Rudolph Koch (see the bibliography)
writes that this is the sign of the Vehmic Courts.
or Femgerichte from old German fem, meaning
tribunals, at times
working more or less secretly. The power struggles between the Popes
and the emperors of the Roman Empire of the German Nation made these courts
important law enforcing institutions, especially during the fourteenth
and fifteenth centuries. They had the right, given them by the
emperor, to judge in the case of crimes with capital punishment.
The judges, at least seven when they passed judgement, had to be irreproachable men born in lawful wedlock. They were obliged to execute the sentence. They were called "free-judges" or, collectively, "the Knowing", and were presided over by one of them, named Freigraf.

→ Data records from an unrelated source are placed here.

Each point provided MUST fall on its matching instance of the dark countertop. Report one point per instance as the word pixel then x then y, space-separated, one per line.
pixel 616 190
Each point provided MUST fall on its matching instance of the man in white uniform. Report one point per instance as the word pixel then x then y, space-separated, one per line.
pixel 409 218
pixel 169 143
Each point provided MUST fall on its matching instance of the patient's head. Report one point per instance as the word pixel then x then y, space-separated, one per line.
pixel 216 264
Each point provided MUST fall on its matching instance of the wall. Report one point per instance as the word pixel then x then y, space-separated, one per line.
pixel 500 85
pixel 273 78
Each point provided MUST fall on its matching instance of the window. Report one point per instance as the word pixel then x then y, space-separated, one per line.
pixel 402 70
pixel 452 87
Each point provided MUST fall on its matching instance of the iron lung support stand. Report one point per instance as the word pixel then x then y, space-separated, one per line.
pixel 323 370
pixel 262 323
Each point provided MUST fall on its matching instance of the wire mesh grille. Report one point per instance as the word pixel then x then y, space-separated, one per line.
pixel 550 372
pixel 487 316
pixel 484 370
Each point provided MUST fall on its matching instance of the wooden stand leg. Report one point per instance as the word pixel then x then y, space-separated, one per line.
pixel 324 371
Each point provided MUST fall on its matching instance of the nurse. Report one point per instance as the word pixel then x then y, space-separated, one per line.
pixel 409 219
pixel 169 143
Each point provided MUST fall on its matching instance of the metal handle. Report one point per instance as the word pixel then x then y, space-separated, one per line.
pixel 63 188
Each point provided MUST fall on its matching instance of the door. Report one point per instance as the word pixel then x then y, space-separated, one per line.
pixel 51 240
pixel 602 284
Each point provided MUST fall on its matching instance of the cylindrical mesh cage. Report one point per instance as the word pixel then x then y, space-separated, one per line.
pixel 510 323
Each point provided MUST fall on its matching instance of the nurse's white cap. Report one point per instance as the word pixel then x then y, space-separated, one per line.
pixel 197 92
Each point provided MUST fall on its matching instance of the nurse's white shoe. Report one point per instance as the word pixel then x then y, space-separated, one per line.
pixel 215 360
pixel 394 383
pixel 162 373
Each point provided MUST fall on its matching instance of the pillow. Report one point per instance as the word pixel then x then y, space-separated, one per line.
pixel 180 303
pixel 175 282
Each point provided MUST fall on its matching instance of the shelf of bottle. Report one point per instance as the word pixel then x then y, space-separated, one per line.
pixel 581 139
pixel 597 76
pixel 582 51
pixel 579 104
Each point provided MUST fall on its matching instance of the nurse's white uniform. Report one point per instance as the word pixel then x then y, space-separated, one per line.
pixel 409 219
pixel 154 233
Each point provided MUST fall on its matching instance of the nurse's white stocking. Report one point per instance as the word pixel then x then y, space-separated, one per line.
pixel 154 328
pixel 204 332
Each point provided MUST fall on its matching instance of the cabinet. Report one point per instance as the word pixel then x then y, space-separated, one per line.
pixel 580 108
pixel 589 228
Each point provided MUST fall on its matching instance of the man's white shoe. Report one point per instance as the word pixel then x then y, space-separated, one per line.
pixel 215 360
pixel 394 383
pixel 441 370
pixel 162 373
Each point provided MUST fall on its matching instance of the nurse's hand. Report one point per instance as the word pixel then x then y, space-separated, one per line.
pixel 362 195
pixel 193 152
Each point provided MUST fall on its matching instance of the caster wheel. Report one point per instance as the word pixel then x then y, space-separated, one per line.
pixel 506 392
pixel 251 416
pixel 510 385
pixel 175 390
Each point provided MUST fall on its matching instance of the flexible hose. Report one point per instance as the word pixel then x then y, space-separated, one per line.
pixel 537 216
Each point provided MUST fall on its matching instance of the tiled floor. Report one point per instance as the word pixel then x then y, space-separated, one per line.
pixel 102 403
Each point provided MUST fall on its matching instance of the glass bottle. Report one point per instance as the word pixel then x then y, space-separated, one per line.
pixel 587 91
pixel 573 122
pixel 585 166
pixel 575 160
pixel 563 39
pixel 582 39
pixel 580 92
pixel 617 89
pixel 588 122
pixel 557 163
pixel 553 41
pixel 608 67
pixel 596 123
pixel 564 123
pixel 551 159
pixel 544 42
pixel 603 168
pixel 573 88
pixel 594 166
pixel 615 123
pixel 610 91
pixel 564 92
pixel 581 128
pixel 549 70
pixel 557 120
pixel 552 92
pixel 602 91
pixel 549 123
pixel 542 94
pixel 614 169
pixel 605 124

The Femgerichte mostly judged in cases of witchcraft, sorcery, rape, theft, robbery, manslaughter and murder. If the accused was found guilty, the punishment (mostly the death-penalty) was executed immediately. If the accused did not appear, sentence was passed, and it was the duty of each "Knowing" to kill the convicted person at first sight.
These courts were especially common in Westphalia on behalf of the lack of a prince dynasty there to supervise the enforcement of the law of the land.
In time the Vehmic Courts became so many, and so widely spread, that some Knowing or free-judges began to abuse them to obtain personal vengeance, etc. The power of the Vehmgerichte was broken before the end of the fifteenth century, but the last Vehmic tribunal was held in Zell as late as 1568.
Compare with in Group 42:a.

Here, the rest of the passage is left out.